Tony Newton et la Motown Revue
Les années passent et, s’il on a fait sortir il y a une vingtaine d’années James Jamerson de l’ombre, ainsi que Bob Babbitt, les autres bassistes – leur rôle est central dans le “son” du snakepit – demeurent négligés, sinon oubliés. Certes, Wilton Felder est avant toute chose considéré pour et par sa virtuosité de saxophoniste et directeur musical des Crusaders. Il n’en demeure pas moins un excellent bassiste : outre ses lignes de basses occasionnelles pour Motown, il illumine le fameux live de 1972 de Grant Green, Live at the Lighthouse.
Passons donc à un autre bassiste quasi inconnu, mais dont le propre site internet nous permet de découvrir son rôle : Tony Newton.
C’est là une variante intéressante, puisque c’est souvent via leurs propres sites et communications, entrevues, que ces bassistes oubliés se constituent eux-mêmes en légendes vivantes (Carol Kaye, par exemple qui, en dépit de son talent, estime être l’auteur de lignes qui ne sont pas d’elle). Ainsi, Newton clame être le bassiste de Signed, Sealed, delivered I’m Yours de Stevie Wonder (dont il est admis que Bob Babbitt est le bassiste) ou encore I Want You Back (que l’on sait enregistré par Wilton Felder à Mo-West Los Angeles). Là, il est permis de faire la moue devant ce cirque qui pourrait paraître légitime quant on sait quelle frustration on accumule dans l’ombre des rois des charts.
Tony Newton, c’est un des élèves de James Jamerson (qui donc a pu s’abstraire de son influence ?), puisqu’il assure les apparitions télévisuelles et tournées quand Jamerson grave ses lignes dans l’acétate. On le retrouve sur la tournée de 1965 des Supremes, Smokey Robinson & The Miracles, bref : la grande années de la Motown Revue en Europe, qui leur permet de croiser, entre autres, les Beatles et les Rolling Stones.

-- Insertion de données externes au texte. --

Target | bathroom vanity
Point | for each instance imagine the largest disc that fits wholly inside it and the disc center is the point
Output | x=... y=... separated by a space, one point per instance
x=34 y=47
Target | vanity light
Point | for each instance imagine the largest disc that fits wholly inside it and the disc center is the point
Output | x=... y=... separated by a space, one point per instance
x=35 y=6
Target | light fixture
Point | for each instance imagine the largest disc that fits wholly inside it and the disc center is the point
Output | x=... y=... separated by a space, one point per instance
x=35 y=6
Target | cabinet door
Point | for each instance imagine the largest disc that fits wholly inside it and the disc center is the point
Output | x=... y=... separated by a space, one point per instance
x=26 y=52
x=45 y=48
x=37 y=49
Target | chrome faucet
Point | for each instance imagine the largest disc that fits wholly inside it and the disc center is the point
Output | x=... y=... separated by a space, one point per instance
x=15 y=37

Contrairement à Jamerson, qui à l’instar de Joe Osborn avait refusé d’adopter les cordes à filé rond et un son moderne, Tony Newton change avec la tendance funk-disco : on lui devrait, d’après ses propres dires, ce chef d’oeuvre qu’est la ligne basse qui soutient Don’t Leave Me This Way de Thelma Houston, en 1975. Or, d’après mes recherches, il est acquis que c’est bien Henry Davis qui a joué sur cet enregistrement.
Plus certainement, on le retrouvera dans les années 2000, en remplacement de Bob Babbitt sur les tournées des Funk Brothers reformés depuis le film de Paul Justman.
Pour finir, mentionnons un titre dont on peut être certain que Tony Newton le joue de façon majestueuse : ce I Wanna Be Where You Are offert aux Jacksons 5 par Leon Ware, avant qu’il ne le troque avec Marvin Gaye en 1976 (sur le fameux I Want You, qui éclipsa durablement le propre album de Ware, Musical Massage).